Zaar Hai
Zaar Hai

Reputation: 9889

How to catch write aborts in python-tornado?

I want to stream a long database result set through Tornado. I obviously need a server cursor since its not feasible to load the whole query in memory.

So I have the following code:

class QueryStreamer(RequestHandler):

    def get(self):
      cursor.execute("Select * from ...")
      chunk = cursor.fetch(1000)
      while chunk:
          self.write(chunk)
          self.flush()
          chunk = cursor.fetch(1000)        
     self.finish()
     cursor.close()

If someone does not read my request till the end? (i.e. curl ... |head), The get method keeps happily streaming my data to nowhere. I would expect to get SIGPIPE at some point and close database cursor (without running it to the end for nothing).

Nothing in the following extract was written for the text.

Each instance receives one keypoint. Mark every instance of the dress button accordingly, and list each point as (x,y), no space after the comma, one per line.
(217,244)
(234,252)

How can I catch write errors in Tornado?

Update: Following suggestion in the answer I've tried the following:

import tornado.ioloop
import tornado.web
import time

class PingHandler(tornado.web.RequestHandler):
        def get(self):
                for i in range(600):
                        self.write("pong\n")
                        self.flush()
                        time.sleep(1)
                        print "pong"
                self.finish()
                print "ponged"

        def on_connection_close(self):
                print "closed"

if __name__ == "__main__":
        application = tornado.web.Application([ ("/ping", PingHandler), ])
        application.listen(8888)
        tornado.ioloop.IOLoop.instance().start()

I'm running this file in terminal 1 and in terminal 2 I invoke:

curl -s   http://localhost:8888/ping

and after first response I hit CTRL-C. But in terminal 1 I see that it happily keeps "pong"-ing and on_connection_close never gets called.

Bottom line - still does not work.

Upvotes: 2

Views: 1021

Answers (2)

Jakub Roztocil
Jakub Roztocil

Reputation: 16252

You need to make the handler asynchronous and use ioloop.add_timeout instead of time.sleep, because that blocks the loop:

import tornado.ioloop
import tornado.web
import tornado.gen


class PingHandler(tornado.web.RequestHandler):

    connection_closed = False

    def on_connection_close(self):
        print "closed"
        self.connection_closed = True

    @tornado.gen.coroutine  # <= async handler
    def get(self):

        for i in range(600):

            if self.connection_closed:
                # `on_connection_close()` has been called,
                # break out of the loop
                break

            self.write("pong %s\n" % i)
            self.flush()

            # Add a timeout. Similar to time.sleep(1), but non-blocking:
            yield tornado.gen.Task(
                tornado.ioloop.IOLoop.instance().add_timeout,
                tornado.ioloop.IOLoop.instance().time() + 1,
            )

        self.finish()
        print "finished"

if __name__ == "__main__":
    application = tornado.web.Application([("/ping", PingHandler), ])
    application.listen(8888)
    tornado.ioloop.IOLoop.instance().start()

Upvotes: 7

daharon
daharon

Reputation: 2010

Implement the on_connection_close method and have it stop that write loop in your get handler.